Бернард расхохотался, после чего мы заговорили о другом. Но, беседуя с приятелем на другие темы, я продолжал думать о той самой пресловутой большой фиге. В частности, о романе, который собирался реанимировать и довести до конца. При этом временами меня охватывал такой сильный писательский зуд, что хотелось сорваться с места, уехать домой и немедленно засесть за работу. А еще я думал о том, что это, возможно, скрасит оставшиеся мне до ухода из редакции две недели. Особенно если я буду каждый вечер вовремя возвращаться к себе и упорно трудиться над текстом.
Неожиданно зазвонил мой сотовый. Бросив взгляд на дисплей, я понял, что звонит моя бывшая жена и неприятного разговора с ней не миновать. Соскочив со стула, я двинулся по проходу между столиками к выходу из бара, чтобы пообщаться с ней на парковке, где было не так шумно.
Хотя в Вашингтоне рабочий день давно закончился, у меня на дисплее тем не менее проецировался номер телефона ее офиса.
— Кейша, ты еще на работе? Что-то случилось?
Я бросил взгляд на часы. Стрелки показывали около семи, соответственно в Вашингтоне время приближалось к десяти вечера.
— Жду откликов по поводу одной из статей «Пост».

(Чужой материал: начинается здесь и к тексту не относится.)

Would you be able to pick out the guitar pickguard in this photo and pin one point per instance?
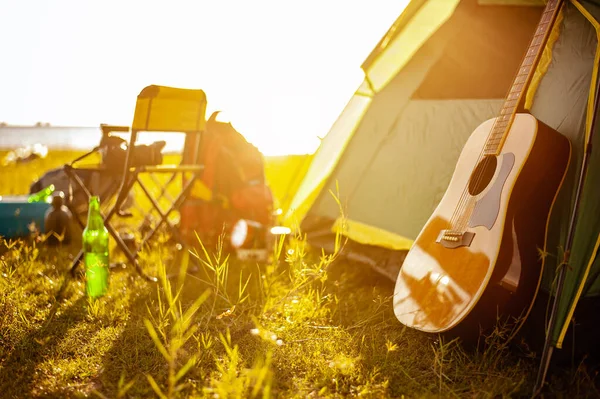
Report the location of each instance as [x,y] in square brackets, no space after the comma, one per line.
[487,207]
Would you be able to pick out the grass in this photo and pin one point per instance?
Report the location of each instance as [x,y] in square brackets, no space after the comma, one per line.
[306,324]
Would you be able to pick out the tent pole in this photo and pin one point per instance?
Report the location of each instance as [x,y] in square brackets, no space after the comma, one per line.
[548,346]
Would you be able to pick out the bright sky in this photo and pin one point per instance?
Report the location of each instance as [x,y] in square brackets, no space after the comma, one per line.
[281,70]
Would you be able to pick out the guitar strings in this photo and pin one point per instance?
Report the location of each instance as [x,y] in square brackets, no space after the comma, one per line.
[462,212]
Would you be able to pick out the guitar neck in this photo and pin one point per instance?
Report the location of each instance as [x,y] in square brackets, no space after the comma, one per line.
[525,73]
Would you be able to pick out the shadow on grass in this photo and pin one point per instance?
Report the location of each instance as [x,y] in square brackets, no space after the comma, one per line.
[132,354]
[18,373]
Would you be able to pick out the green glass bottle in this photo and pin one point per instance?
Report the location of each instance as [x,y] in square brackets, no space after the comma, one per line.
[43,195]
[95,251]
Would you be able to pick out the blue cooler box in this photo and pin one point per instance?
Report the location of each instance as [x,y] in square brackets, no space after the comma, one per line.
[16,215]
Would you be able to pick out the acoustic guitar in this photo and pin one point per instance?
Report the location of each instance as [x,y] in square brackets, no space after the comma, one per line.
[477,259]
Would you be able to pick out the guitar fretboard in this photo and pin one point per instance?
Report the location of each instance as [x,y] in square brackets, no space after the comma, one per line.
[504,121]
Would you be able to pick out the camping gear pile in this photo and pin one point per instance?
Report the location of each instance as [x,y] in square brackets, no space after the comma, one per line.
[232,198]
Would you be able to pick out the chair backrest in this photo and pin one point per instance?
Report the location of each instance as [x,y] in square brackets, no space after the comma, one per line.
[172,110]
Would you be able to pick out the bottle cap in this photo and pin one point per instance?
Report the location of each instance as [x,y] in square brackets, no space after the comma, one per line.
[58,199]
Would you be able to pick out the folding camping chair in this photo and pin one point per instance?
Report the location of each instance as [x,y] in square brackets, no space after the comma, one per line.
[159,109]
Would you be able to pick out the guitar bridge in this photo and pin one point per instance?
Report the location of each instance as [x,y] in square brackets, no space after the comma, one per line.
[454,239]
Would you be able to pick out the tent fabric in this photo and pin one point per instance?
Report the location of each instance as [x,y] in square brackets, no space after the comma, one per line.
[399,131]
[394,159]
[569,77]
[326,157]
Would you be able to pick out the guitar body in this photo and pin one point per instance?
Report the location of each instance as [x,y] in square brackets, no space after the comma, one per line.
[496,268]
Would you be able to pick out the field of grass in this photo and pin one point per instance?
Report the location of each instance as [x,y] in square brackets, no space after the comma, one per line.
[305,324]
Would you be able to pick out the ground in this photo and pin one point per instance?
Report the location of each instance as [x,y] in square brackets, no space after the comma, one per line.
[304,324]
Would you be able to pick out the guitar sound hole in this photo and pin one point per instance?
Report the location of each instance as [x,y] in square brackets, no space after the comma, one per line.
[482,175]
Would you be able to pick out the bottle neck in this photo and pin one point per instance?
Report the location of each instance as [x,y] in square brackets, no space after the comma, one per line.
[95,221]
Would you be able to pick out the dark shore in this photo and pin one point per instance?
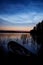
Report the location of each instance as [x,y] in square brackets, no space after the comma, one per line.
[7,31]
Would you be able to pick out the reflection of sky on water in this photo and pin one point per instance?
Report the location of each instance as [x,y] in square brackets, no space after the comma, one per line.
[28,43]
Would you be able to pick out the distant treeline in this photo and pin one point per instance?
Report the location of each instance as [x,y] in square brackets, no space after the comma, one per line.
[38,29]
[7,31]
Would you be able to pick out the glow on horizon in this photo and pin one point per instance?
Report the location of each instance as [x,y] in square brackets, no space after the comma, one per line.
[16,28]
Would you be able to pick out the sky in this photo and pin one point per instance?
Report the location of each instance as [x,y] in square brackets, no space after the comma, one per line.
[21,12]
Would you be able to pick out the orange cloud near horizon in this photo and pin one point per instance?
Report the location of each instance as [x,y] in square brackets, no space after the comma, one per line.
[13,28]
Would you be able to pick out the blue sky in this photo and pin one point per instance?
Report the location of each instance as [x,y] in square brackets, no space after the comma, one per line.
[21,12]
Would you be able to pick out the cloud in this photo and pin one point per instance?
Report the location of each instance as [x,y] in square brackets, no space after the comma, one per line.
[23,19]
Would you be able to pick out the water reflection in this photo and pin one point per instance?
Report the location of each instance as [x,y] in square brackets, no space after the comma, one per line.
[25,39]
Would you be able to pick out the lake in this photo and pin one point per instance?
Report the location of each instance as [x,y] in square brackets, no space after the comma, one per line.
[24,39]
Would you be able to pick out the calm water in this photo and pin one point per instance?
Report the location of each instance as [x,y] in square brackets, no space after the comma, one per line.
[24,39]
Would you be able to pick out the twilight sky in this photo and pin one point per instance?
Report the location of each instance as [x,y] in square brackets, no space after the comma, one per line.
[20,12]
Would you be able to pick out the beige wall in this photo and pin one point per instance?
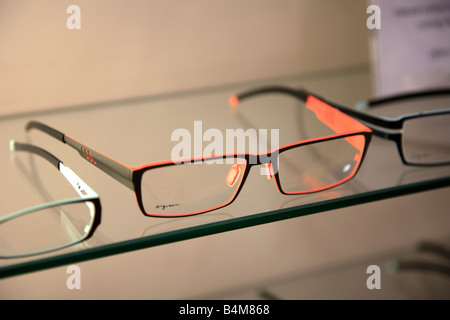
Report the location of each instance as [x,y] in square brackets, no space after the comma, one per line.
[137,47]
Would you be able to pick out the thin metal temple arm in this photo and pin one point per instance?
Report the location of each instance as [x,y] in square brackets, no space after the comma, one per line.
[112,167]
[399,97]
[303,95]
[77,183]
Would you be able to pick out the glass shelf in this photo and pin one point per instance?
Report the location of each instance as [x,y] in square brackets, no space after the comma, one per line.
[138,131]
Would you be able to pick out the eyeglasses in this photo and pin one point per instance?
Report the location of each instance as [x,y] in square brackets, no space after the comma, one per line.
[422,138]
[197,185]
[54,225]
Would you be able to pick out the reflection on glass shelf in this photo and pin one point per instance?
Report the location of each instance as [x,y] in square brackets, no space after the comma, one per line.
[139,132]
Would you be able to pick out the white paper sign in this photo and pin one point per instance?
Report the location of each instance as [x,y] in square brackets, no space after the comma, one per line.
[412,46]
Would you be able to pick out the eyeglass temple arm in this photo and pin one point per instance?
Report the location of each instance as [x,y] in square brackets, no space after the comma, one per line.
[303,95]
[371,103]
[112,167]
[336,120]
[81,187]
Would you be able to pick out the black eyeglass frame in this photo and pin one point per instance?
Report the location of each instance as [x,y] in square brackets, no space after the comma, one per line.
[374,122]
[132,176]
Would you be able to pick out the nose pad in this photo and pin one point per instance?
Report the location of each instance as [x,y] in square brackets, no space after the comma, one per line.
[233,174]
[269,170]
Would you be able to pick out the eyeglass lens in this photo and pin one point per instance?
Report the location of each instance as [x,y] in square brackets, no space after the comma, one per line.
[46,229]
[321,165]
[190,188]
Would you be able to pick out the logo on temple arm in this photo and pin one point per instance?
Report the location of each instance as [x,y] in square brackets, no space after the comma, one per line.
[87,154]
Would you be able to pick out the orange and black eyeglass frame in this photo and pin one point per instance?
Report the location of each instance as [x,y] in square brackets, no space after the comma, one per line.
[387,128]
[346,129]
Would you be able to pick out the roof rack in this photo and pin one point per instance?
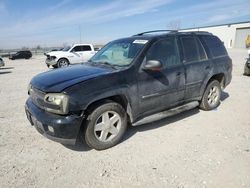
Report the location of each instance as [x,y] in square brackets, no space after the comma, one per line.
[155,31]
[197,32]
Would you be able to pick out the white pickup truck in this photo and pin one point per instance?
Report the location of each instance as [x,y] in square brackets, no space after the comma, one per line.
[77,53]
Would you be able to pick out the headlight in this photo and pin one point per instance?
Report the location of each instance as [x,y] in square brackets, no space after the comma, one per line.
[56,103]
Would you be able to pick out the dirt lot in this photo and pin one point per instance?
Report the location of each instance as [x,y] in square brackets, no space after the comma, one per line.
[193,149]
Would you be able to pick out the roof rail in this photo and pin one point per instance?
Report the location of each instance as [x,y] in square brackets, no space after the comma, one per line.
[195,32]
[155,31]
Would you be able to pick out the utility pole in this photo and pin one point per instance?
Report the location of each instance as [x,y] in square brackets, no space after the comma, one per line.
[80,33]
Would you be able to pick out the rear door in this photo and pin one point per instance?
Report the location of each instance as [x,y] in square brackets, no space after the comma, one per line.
[166,87]
[87,52]
[197,65]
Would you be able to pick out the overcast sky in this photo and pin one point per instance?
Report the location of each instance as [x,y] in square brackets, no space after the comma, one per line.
[57,22]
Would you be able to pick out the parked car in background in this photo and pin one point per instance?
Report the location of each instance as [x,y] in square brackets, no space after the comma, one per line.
[131,80]
[24,54]
[1,62]
[53,50]
[248,41]
[78,53]
[247,65]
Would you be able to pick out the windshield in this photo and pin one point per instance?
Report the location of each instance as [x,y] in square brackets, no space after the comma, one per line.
[119,53]
[65,49]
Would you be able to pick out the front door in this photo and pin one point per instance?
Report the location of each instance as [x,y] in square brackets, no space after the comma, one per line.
[163,88]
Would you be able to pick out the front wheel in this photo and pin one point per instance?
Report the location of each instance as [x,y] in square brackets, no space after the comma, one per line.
[211,96]
[63,62]
[105,126]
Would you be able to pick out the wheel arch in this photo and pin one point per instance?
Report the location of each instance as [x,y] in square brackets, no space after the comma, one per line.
[220,77]
[63,58]
[119,98]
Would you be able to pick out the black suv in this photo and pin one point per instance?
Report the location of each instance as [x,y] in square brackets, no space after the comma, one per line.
[131,80]
[21,55]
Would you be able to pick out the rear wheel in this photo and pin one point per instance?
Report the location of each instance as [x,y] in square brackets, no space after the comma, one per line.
[63,62]
[211,96]
[246,70]
[105,126]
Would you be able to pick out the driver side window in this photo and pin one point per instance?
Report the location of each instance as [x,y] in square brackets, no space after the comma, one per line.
[165,51]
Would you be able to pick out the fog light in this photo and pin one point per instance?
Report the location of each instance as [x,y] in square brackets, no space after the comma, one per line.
[51,129]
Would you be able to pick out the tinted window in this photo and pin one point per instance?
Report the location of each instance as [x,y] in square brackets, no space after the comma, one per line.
[189,49]
[215,45]
[202,53]
[165,52]
[86,48]
[77,49]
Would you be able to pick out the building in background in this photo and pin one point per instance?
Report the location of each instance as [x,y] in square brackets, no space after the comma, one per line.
[234,35]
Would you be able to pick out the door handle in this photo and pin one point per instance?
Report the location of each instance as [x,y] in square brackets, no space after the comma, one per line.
[207,67]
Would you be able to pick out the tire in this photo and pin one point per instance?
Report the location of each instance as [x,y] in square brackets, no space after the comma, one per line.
[100,135]
[211,96]
[62,63]
[246,70]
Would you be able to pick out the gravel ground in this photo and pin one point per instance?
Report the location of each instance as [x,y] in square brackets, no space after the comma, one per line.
[192,149]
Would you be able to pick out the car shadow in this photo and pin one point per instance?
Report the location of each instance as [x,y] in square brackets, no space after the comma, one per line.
[79,146]
[224,95]
[132,130]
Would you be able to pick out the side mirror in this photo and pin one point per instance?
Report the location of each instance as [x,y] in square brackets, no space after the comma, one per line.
[153,65]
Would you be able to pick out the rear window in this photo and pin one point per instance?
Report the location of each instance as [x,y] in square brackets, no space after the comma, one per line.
[215,45]
[189,49]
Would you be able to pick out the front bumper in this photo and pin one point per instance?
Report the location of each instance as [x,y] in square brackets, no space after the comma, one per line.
[51,62]
[63,129]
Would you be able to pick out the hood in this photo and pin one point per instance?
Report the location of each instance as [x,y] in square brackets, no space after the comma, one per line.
[61,78]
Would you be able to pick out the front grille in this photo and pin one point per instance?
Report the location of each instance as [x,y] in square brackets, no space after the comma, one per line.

Счастье и проклятие работы в крупной газете Западного побережья заключается в том, что ее гранки подписываются к печати самое раннее через три часа после того, как отправляются на покой «Вашингтон пост» и «Нью-Йорк таймс» — крупнейшие печатные органы страны, являющиеся ее главными конкурентами. Это, в свою очередь, означает, что «Лос-Анджелес таймс» имеет время и возможности для внесения корректив и уточнений в уже опубликованный базовый материал, а также для того, чтобы дать ему дальнейшее развитие, если представится такая возможность. Таким образом, утренний выпуск «Лос-Анджелес таймс» может содержать продолжение истории, начало которой напечатано на страницах указанных выше изданий вечером предыдущего дня. Это не говоря уже о наличии дополнительной пикантной или просто любопытной информации, до которой так падки читатели. Что же касается правительственных чиновников, обитающих за три тысячи миль от Лос-Анджелеса, то для них компьютерная версия нашей газеты онлайн является по утрам чуть ли не единственным серьезным информационным бюллетенем.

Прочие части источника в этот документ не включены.